I know for sure that when my children stay here, both they and their partners use our wifi and we can’t access one another’s information. It is not remotely the same as giving them access to your devices.

As win says, though, people will believe what they like. I wouldn’t rely on Reddit, personally, but each to her own.

Cardamom Sat 11-Apr-26 21:03:18

Hmmmm... so who do I think is correct? Doodledog or win? I think I'd rather err on the side of caution and follow win's advice; cyber risks aren't worth taking.

Newatthis Fri 10-Apr-26 15:32:12

Change your password, stop buying her gifts, stop responding to the summoning and stop being a wimp. People will only treat you badly if you allow them too. Give your generosity on YOUR terms to someone who appreciates it.

win Fri 10-Apr-26 10:13:07

This is what AI says, people always think they know best, read it and make up your own mind, personally I would never consider sharing with a neighbour regardless how well I knew them.

Sharing Wi-Fi with a neighbour is generally not recommended due to significant security, legal, and performance risks, though it can be done safely with a dedicated guest network. Risks include liability for their illegal activity, potential access to your personal files, and reduced internet speeds.

Reddit
+3
Key Risks and Considerations:
Legal Liability: You are responsible for all activity on your internet connection. If a neighbor downloads illegal content, you may be held liable.
Security Vulnerabilities: A shared network allows them to potentially access your private files, smart devices, and printers.
Malware Spread: If your neighbor’s computer is infected, that malware could spread to your devices.
Bandwidth Overload: Sharing can lead to slower internet speeds for your own devices.
Violation of Terms: Many ISPs (Internet Service Providers) prohibit sharing your subscription outside your home.
Reddit
Reddit
+5
How to Share Safely (If absolutely necessary):
Create a Guest Network: Almost all modern routers allow you to set up a separate "guest" network.
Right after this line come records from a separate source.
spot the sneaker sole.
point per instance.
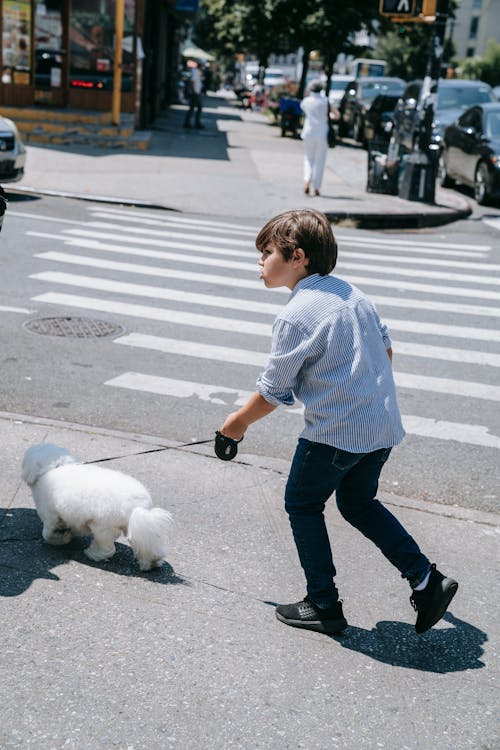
(448, 590)
(329, 627)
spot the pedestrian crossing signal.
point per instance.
(400, 8)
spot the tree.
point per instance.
(282, 26)
(486, 68)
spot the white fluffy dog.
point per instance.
(76, 498)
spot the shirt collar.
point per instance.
(308, 282)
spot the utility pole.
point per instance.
(428, 96)
(117, 65)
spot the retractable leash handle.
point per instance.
(225, 447)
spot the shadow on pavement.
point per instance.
(25, 557)
(440, 650)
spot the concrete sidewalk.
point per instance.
(238, 166)
(191, 657)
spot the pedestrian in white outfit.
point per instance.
(315, 136)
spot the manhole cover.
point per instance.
(80, 328)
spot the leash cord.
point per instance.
(151, 450)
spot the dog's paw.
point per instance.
(97, 555)
(58, 537)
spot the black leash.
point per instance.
(225, 448)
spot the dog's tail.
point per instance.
(147, 534)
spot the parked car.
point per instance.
(338, 85)
(358, 96)
(454, 96)
(12, 152)
(378, 119)
(471, 152)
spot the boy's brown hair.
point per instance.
(304, 228)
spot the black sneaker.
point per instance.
(432, 602)
(305, 614)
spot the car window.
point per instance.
(471, 119)
(371, 90)
(463, 96)
(493, 125)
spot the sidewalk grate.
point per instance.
(81, 328)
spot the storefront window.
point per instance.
(92, 44)
(48, 44)
(16, 42)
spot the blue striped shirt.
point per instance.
(329, 351)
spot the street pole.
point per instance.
(431, 80)
(117, 66)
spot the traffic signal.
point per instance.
(399, 8)
(429, 7)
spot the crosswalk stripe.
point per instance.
(175, 219)
(148, 235)
(238, 356)
(258, 329)
(156, 313)
(166, 219)
(156, 292)
(447, 385)
(422, 426)
(247, 357)
(457, 264)
(358, 280)
(169, 273)
(144, 290)
(434, 274)
(252, 253)
(430, 247)
(494, 222)
(448, 354)
(445, 276)
(194, 349)
(24, 310)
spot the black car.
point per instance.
(358, 96)
(378, 119)
(471, 152)
(454, 96)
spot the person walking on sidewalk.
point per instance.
(194, 94)
(315, 136)
(331, 351)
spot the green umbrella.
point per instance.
(196, 53)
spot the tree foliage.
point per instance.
(486, 68)
(264, 27)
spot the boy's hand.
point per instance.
(234, 426)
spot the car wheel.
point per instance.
(481, 184)
(444, 179)
(358, 130)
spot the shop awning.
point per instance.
(196, 53)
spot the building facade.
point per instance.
(60, 53)
(475, 23)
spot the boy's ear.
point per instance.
(299, 257)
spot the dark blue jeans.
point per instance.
(319, 470)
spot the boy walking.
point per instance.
(331, 351)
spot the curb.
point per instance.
(28, 190)
(361, 220)
(262, 463)
(398, 221)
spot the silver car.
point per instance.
(12, 152)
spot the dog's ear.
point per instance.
(31, 470)
(39, 459)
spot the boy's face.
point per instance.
(276, 271)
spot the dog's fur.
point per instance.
(73, 498)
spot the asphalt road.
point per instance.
(189, 324)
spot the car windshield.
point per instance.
(493, 125)
(463, 96)
(371, 90)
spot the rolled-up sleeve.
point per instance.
(290, 348)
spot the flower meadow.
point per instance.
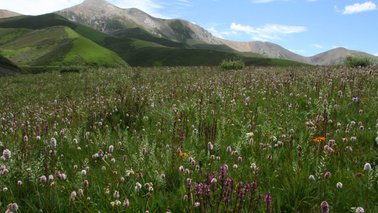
(192, 139)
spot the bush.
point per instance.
(232, 64)
(358, 62)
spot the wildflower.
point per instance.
(210, 146)
(116, 195)
(126, 202)
(81, 193)
(268, 200)
(324, 207)
(339, 185)
(12, 207)
(331, 143)
(73, 196)
(254, 167)
(213, 181)
(319, 139)
(53, 143)
(111, 149)
(327, 175)
(367, 167)
(311, 178)
(7, 154)
(183, 154)
(115, 203)
(250, 134)
(75, 142)
(43, 179)
(138, 187)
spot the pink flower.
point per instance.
(324, 207)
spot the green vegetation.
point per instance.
(7, 67)
(190, 140)
(232, 64)
(355, 62)
(134, 45)
(56, 46)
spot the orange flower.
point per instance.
(183, 154)
(319, 139)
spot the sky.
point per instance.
(306, 27)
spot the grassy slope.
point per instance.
(7, 67)
(56, 46)
(137, 47)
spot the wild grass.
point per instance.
(193, 139)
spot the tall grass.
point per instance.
(190, 140)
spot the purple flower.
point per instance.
(268, 198)
(327, 175)
(223, 171)
(324, 207)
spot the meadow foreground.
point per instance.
(190, 140)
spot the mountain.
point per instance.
(134, 23)
(7, 67)
(8, 14)
(337, 56)
(266, 49)
(113, 20)
(30, 46)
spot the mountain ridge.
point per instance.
(8, 14)
(136, 26)
(111, 19)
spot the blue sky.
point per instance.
(306, 27)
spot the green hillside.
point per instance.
(51, 40)
(7, 67)
(54, 46)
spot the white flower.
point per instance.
(7, 154)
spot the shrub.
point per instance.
(358, 62)
(232, 64)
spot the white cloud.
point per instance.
(265, 1)
(219, 33)
(267, 32)
(359, 7)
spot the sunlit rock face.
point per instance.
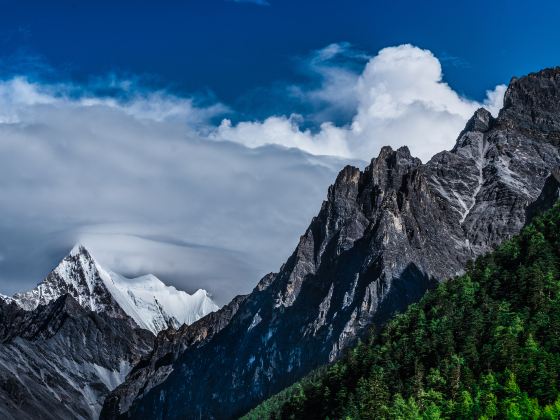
(382, 238)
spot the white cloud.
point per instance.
(150, 185)
(135, 181)
(400, 99)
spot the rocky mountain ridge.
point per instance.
(60, 360)
(145, 301)
(381, 239)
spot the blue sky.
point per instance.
(196, 139)
(230, 48)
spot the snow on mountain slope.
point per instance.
(150, 303)
(155, 306)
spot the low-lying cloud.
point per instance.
(400, 98)
(150, 184)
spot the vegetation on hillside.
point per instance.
(484, 345)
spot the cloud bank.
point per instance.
(400, 98)
(149, 183)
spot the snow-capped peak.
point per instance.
(150, 303)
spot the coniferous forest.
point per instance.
(483, 345)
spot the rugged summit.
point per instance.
(72, 339)
(145, 301)
(381, 239)
(60, 360)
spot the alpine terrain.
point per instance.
(383, 237)
(67, 343)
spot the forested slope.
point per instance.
(483, 345)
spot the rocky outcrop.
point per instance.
(153, 369)
(381, 239)
(60, 361)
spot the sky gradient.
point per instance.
(197, 139)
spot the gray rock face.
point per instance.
(153, 369)
(382, 238)
(59, 361)
(78, 276)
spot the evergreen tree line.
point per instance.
(484, 345)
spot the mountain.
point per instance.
(60, 360)
(71, 340)
(383, 237)
(485, 345)
(146, 301)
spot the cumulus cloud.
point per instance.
(400, 99)
(136, 182)
(147, 181)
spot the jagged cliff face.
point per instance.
(72, 339)
(382, 238)
(59, 361)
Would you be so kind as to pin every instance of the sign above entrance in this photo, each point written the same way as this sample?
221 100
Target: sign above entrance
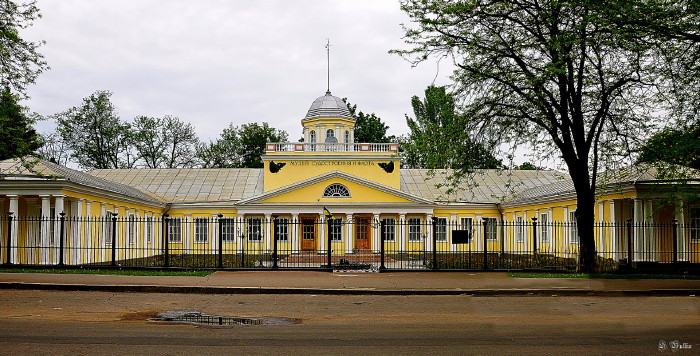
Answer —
332 163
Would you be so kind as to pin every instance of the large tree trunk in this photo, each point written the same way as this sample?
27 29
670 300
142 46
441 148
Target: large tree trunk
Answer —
585 220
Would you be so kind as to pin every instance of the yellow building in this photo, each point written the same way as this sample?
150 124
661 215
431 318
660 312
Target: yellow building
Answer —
243 217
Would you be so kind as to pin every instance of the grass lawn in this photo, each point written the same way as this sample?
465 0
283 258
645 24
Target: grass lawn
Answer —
601 275
121 272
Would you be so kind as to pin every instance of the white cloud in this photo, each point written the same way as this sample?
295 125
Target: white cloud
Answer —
219 62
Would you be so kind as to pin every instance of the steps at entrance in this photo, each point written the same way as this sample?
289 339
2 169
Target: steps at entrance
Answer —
317 258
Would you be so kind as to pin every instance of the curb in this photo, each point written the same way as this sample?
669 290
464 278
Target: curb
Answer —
314 291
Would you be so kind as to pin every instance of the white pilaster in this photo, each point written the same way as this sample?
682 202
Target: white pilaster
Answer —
613 230
322 233
638 229
267 235
187 244
376 241
349 238
14 209
428 241
479 232
681 234
295 233
601 229
402 232
46 242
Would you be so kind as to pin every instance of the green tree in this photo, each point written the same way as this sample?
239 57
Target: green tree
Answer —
575 78
17 137
368 128
95 134
440 137
675 146
239 147
20 61
164 142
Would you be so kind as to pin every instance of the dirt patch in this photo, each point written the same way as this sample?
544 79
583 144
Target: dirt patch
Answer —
139 316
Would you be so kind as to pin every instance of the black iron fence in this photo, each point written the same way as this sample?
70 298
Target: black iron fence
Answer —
219 242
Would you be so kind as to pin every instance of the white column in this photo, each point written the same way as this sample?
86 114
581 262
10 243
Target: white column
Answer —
550 231
44 245
601 229
638 229
681 238
428 241
295 233
649 231
240 231
376 241
348 233
479 232
187 244
214 233
567 230
402 232
268 236
322 233
87 252
613 230
14 209
76 230
452 226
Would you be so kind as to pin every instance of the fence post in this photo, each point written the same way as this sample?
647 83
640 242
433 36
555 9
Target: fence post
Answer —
675 242
629 243
382 229
434 222
486 267
114 239
328 243
274 241
534 236
166 240
61 236
9 238
221 242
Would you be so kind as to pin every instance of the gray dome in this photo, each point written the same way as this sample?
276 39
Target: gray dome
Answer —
328 106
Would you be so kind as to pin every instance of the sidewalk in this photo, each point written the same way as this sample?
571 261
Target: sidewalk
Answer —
389 283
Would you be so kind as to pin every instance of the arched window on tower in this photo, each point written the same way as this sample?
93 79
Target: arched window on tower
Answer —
336 190
312 140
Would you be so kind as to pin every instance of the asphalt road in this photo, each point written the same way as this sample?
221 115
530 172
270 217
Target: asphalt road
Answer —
54 322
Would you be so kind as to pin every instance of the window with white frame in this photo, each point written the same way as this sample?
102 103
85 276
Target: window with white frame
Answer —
335 229
254 229
519 229
228 230
131 229
544 227
467 224
201 230
336 190
149 229
441 229
491 229
175 230
694 217
415 229
282 229
389 229
109 228
573 227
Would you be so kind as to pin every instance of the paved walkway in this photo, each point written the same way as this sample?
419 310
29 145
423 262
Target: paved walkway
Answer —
389 283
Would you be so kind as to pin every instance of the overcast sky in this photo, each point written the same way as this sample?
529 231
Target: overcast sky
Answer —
213 63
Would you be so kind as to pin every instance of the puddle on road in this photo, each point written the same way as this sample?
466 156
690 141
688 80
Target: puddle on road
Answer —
199 318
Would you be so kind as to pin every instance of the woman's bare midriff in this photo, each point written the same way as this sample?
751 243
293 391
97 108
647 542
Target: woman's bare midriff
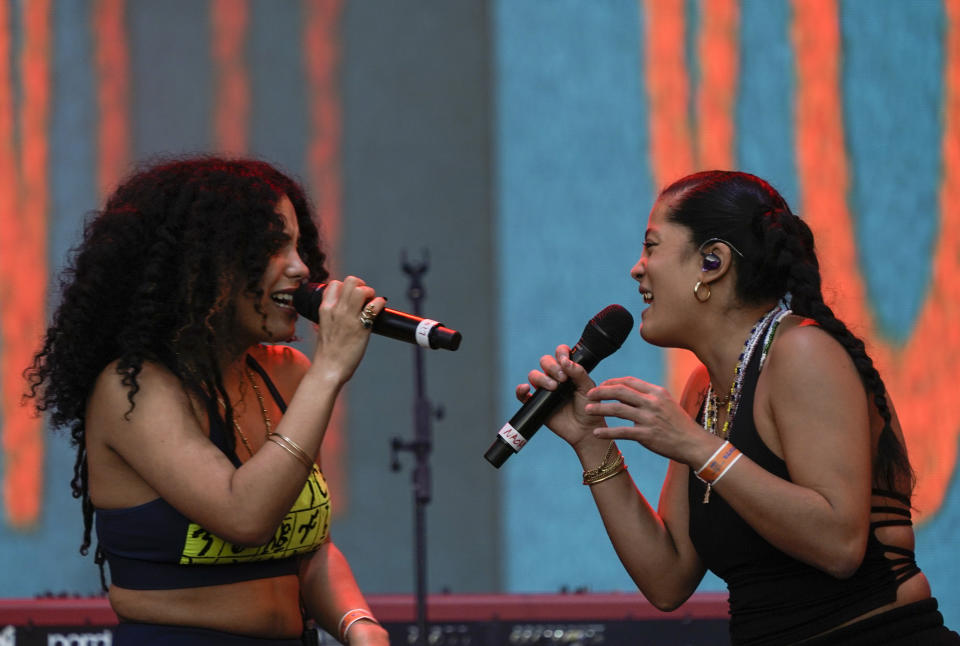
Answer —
266 608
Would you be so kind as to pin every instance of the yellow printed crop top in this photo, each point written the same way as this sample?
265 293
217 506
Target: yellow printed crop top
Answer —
154 547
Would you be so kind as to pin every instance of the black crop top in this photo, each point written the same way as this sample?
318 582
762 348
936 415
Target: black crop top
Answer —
154 547
774 598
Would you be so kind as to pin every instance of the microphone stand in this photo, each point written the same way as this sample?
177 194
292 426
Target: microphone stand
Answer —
421 445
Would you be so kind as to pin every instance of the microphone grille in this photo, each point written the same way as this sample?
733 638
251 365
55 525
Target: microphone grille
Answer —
607 331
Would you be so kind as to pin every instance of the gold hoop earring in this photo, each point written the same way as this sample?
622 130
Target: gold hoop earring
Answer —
696 291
This keeps your main devices, files, and personal devices secure and separated from your neighbor.
Use a Unique Password: Make sure the guest network has a different, strong password, not the same one you use for your main network.
Set Data Caps: Use router settings to limit their usage so your internet speed remains stable.
Reddit
Reddit
+4
If you do not know the neighbor extremely well, it is safest to not share your main Wi-Fi network.

CocoPops Fri 10-Apr-26 03:18:20

A pleasant guy has just moved next door. He asked if we could share wi-if and pay 50% each. I politely declined because I prefer to be independent and because of safety too.

justwokeup Fri 10-Apr-26 01:49:14

I’m not sure why you think your neighbour is mean. You buy her things she hasn’t asked for. She willingly shares her green bin with you. Many people, as shown by responses, would not like being given household items although she does tell you where she’s seen your favourite items on offer, which is useful- and not overstepping any boundaries. I don’t see anything mean there. Presumably you would have internet access whether she shared it or not, just as she would probably have a green bin. So your gripe seems to be that she asks for favours but is unwilling to reciprocate. I suppose it depends what these ‘favours’ are. Only you know if she is taking advantage of you. If so, just say no.

Doodledog Fri 10-Apr-26 00:35:07

This is just not true. Please do not believe nonsense like this. There are people who either believe they are more knowledgeable than everyone else or who want you to think they are.

I am not saying that sharing wifi is always a good thing, but it is not going to lead to Bad Things as a matter of course.